Travel is so broadening . . . and would make you eligible for traveler’s health insurance.

Then again, for those of you in the military, check out TRICARE. Also, have a thorough physical before your retirement date, and fully document any injury you received while serving, however minor. (What’s trivial seeming now could develop into something more serious in the future.) In addition, to protect your chances of a successful later claim, also note any preexisting conditions that became aggravated during this period. If you don’t have such evidence, then you may be unable to make a successful claim later on. Even if you eventually pick up insurance from another employer, as a veteran, you may be qualified for special benefits, so investigate fully.

At that, for those who retire too early to qualify for Medicare, there may be the possibility of “interim” insurance.

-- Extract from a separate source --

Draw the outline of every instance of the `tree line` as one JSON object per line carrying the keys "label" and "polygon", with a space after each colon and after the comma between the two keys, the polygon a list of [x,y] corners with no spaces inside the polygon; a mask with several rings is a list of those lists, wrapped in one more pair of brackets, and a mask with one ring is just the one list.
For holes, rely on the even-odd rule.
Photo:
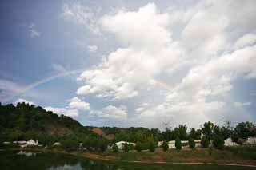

In fact, depending on your given profession, and the state where you live, there may be special options open to you, so don’t fail to ask questions!

A few last words . . .

Before beginning your search for the most appropriate coverage, ask yourself the tough questions. “ What kind of health coverage might I need?” (There’s no need to pay for what you won’t likely use.) “What’s my family history like?” If heart problems, say, run in the family, then it would be smart to plan for that eventuality.

As for advice, you’re not in this alone. Contact a trusted insurance agent, scour your Yellow Pages for a local agent, or call the American Association of Retired Persons, also listed in your phone book. Any of these folks can help steer you in the right direction, answering your questions, and even helping you to decide what questions to ask.